Gov. Beshear Saturday signed an executive order that will allow Kentuckians displaced by the storms to get up to a 30-day supply of needed medicines from a pharmacist. This is the first time this particular executive order has been issued. People who depend on regular supplies of maintenance medicines may have lost track of their medications in the aftermath of the storms.
This order will not only allow for a temporary restoration of those drugs, but will also allow pharmacists to dispense those prescriptions from facilities outside their regular pharmacies. This order will not allow for emergency refills of controlled substances, according to a statement from the governor's office.
“Many Kentuckians depend on regular maintenance medications, like blood pressure pills, and skipping a few days could cause unnecessary hardship or possible poor health outcomes for some citizens,” Beshear said. “This order will allow people to contact a pharmacist to restore their regular medications.”
“I appreciate Gov. Beshear’s prompt attention to this matter, and his willingness to authorize pharmacists to help patients immediately,” Department of Public Health Acting Commissioner Dr. Steve Davis said. “So many people have already had such a terrible few days, and allowing patients to get emergency replacement medicines is a great help.”
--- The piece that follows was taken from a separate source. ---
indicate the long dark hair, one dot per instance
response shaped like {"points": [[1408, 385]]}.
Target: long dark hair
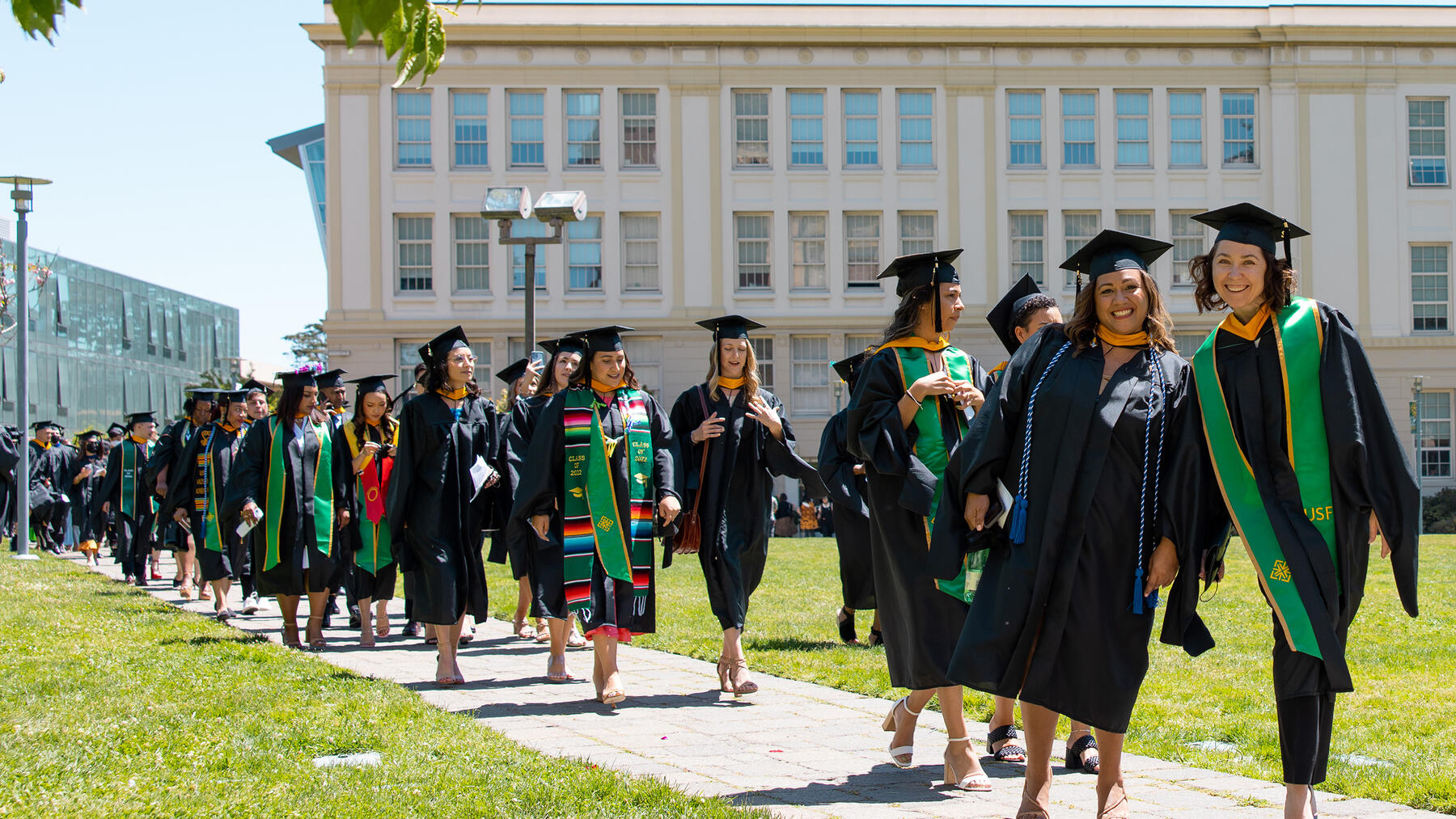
{"points": [[1279, 281]]}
The Kentucky Pharmacists Association will notify the state’s pharmacists of the new order. “We applaud Gov. Beshear’s decision to extend this emergency provision for the benefit of Kentuckians who need routine medications,” executive director Robert McFalls said. “This expedited process will allow citizens to maintain their health routines while recovering from the storms.”
Beshear declared a statewide emergency on Friday afternoon in order to allow local communities to access state resources and assistance without delay. Multiple tornadoes and severe storms caused heavy damage across the state on Friday.
On Saturday, Beshear also signed a consumer protection executive order at the request of Attorney General Jack Conway to implement Kentucky’s price-gouging laws, according to a state press release.